Visibility Sensors Information

Visibility sensors detect atmospheric transparency and output a sensor equivalent visibility (SEV) range that represents the maximum distance that the human eye can see under given atmospheric conditions. They offer a standardized method for assessing visibility range when it is impaired by fog, cloud cover, snow, smoke, or other Visibility sensor imageprecipitation.

Technology

Common methods used to detect visibility range include infrared forward-scatter technology, transmissometers, and light detection and ranging (LIDAR).

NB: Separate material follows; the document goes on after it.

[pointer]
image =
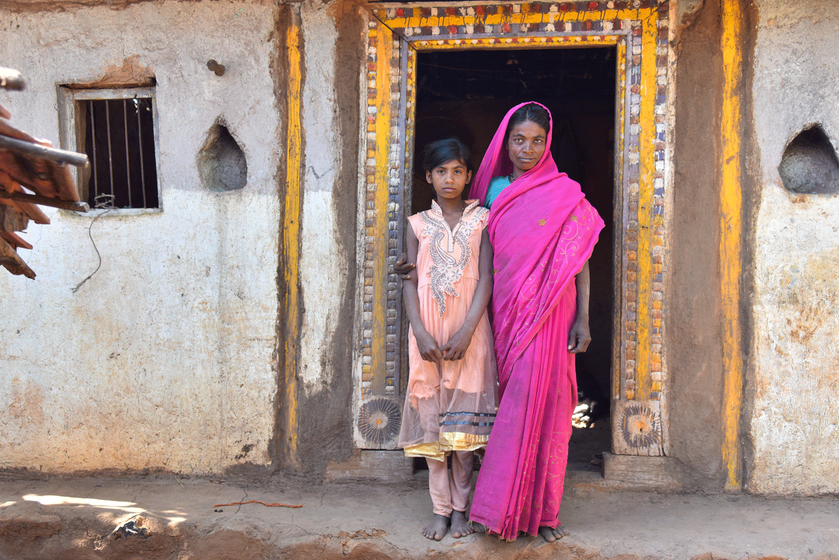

Forward scatter sensors include an emitter and receiver. They emit an infrared light beam at an offset angle from the receiver. The amount of light scattered by particles in the air and received by the receiver determines the extinction coefficient, from which visibility range is calculated by applying either Allard's or Koschmieder's law.

Transmissometer sensors include an emitter and receiver. Like forward scatter sensors they use the extinction coefficient to calculate visibility range. The extinction coefficient is determined by measuring direct light transmissivity.

LIDAR is a light detection and ranging sensor used for long range visibility sensing. They transmit low-power laser pulses and measure back scatter from clouds and aerosols. They sense cloud height and vertical visibility range.

Applications

Applications for visibility sensors include meteorological and transportation applications including aviation, marine, and road condition assessments. Meteorologists use visibility sensors to remotely monitor the visibility range. They may be deployed in remote weather stations while the most common application for visibility sensors is for aviation when assessing visibility at runways.

Standards

ICAO 9837 – The Manual on Automatic Meteorological Observing Systems at Aerodromes describes methods to design or update automatic measurement systems for airports and understand the characteristics and limitations of such systems.